The aim of the school is to prepare boys academically, physically and mentally for entry into NDA and other walks of life. A sound character, team spirit, a patriotic outlook and a desire to serve the country with dedication are the qualities promoted by all the Sainik School.

Overview 
Sainik Schools were set up on the lines of Public Schools and were designed to cater the needs of the common masses who could not afford to send their wards to elite but expensive public schools. Sainik School Sujanpur Tihra (HP), a purely residential school, was set up to cater to the needs of the people of Himachal Pradesh and was inaugurated by His Excellency Shri Neelam Sanjeeva Reddy, the President of India on 2 November 1978. He said, "A fine Institution. My best wishes for its progress".

Sujanpur Tihra is located 24 km from its district HQ Hamirpur and is connected to all other places in the State by road. Its nearest broad gauge railhead is located 99 km away at Una.

A narrow gauge train operates between Pathankot and Maranda (Palampur) which is 45 km away. Kangra Airport at Gaggal is located 75 km from Sujanpur Tihra.

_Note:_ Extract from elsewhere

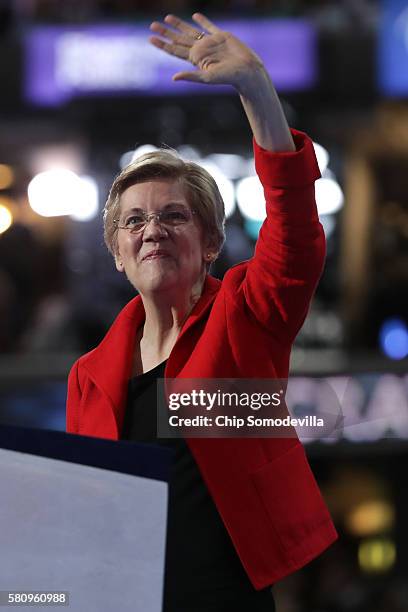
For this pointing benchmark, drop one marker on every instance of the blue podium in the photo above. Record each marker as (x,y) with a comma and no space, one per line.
(85,516)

The school has extensive playground with lush green silken grass, which looks splendid against the Dhauladhar ranges and Baradari hill. The school has independent NCC unit and NCC is compulsory for all students from VI to XI standards. Sports facilities exist in Football, Hockey, Volleyball, Handball & Basketball besides other minor & indoor games.

The school has three Service Officers i.e. Principal, Head Master and Registrar deputed by Ministry of Defence and 50 experienced set of teaching and administrative staff together with 52 support staff for effective management of school activities. In addition, one JCO and three NCO's from Army are appointed for NCC & Sports activities in the school.

Admissions 
Sainik school Sujanpur Tihra admits boys from Classes VI & IX. The age of the applicants should be between 10 and 11 years for class VI and the age should be 13-14 for class IX as on 1 July of the year in which admission is sought.

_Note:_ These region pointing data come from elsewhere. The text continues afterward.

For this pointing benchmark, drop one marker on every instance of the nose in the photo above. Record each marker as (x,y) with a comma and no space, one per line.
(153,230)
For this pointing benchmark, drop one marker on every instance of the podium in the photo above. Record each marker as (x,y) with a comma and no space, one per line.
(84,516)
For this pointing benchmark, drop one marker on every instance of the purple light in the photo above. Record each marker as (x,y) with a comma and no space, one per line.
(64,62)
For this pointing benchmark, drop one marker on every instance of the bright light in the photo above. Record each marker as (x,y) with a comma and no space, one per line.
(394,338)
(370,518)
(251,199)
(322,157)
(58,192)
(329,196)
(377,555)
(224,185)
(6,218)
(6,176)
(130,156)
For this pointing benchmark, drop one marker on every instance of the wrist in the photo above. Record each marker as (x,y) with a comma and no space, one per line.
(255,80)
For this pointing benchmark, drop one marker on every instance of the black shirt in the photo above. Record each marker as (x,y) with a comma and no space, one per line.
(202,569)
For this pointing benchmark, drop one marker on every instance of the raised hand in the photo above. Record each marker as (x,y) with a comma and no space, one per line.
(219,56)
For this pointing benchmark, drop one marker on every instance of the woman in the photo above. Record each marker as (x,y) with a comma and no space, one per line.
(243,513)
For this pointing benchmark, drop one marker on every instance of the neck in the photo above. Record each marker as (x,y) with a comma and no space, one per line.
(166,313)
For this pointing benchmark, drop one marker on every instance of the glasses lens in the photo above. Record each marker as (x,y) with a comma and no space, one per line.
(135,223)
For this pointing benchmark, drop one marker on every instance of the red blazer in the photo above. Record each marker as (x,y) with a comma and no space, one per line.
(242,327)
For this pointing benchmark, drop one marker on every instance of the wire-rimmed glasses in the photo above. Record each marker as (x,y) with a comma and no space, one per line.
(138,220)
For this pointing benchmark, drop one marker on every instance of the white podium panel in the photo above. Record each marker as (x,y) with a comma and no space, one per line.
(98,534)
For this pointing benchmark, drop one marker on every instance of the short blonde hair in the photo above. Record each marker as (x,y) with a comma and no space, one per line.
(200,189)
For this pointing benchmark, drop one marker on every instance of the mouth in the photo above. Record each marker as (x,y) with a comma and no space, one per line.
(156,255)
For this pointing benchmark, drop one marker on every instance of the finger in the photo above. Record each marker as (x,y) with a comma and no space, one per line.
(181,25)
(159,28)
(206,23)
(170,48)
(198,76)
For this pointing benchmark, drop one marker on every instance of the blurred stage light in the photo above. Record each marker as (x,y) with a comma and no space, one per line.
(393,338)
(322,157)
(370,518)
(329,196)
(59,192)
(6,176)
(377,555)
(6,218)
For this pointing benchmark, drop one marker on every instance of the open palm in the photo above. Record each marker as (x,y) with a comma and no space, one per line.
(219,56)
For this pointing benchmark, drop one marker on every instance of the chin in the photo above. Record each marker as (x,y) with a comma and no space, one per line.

The candidates applying for the admissions in Sujanpur Tihra need to undergo entrance examination for admission to class VI & IX. The written test is followed by interview. Only those candidates who qualify in the written examination are called for interview keeping in view the number of vacancies available.

The medical test is also conducted and the admission to these classes is subject to the candidates being found medically fit. There are certain medical standards prescribed for entry to National Defence Academy and the candidates need to pass the fitness test. However the administration ignores factors like height and weight which are variable.

Buildings 
Main building:
Facing the lush green rectangular ground, is the main academic building which houses both, the primary and the secondary wing. It has three levels. The ground level holds the primary wing (also known as Sainik Primary School) i.e., up to grade 5 and other offices including authorities' offices. The first level consists mostly of classrooms for senior wing. The second level has the library, NCC store, the Biology laboratory and the assembly hall that can accommodate almost over 550 people.
Hostel:School has 6 hostels named after rivers flowing in Himachal Pradesh.
Every hostel has a Video Room for students.
School has Cadets Mess with two blocks named after Field Marshal Cariappa and Field Marshal Manekshaw.
School has residential complex for teachers and their families.
School has in-house MI Room.
School campus has many 5 football grounds, 2 hockey fields, 1 handball grounds, an athletic track, 4 Basketball courts, 1 lawn tennis courts, a squash court and a swimming pool and 4 badminton court.
Currently the school building is in dire need of repairs due to successive governments apathy and lack of funds.

Academics 
At Sainik School Sujanpur Tihra, academic excellence is given prime importance. Special efforts are made to create and maintain academic environment in the school. Cadets are encouraged to ‘Explore and Learn’ in addition to classroom teaching.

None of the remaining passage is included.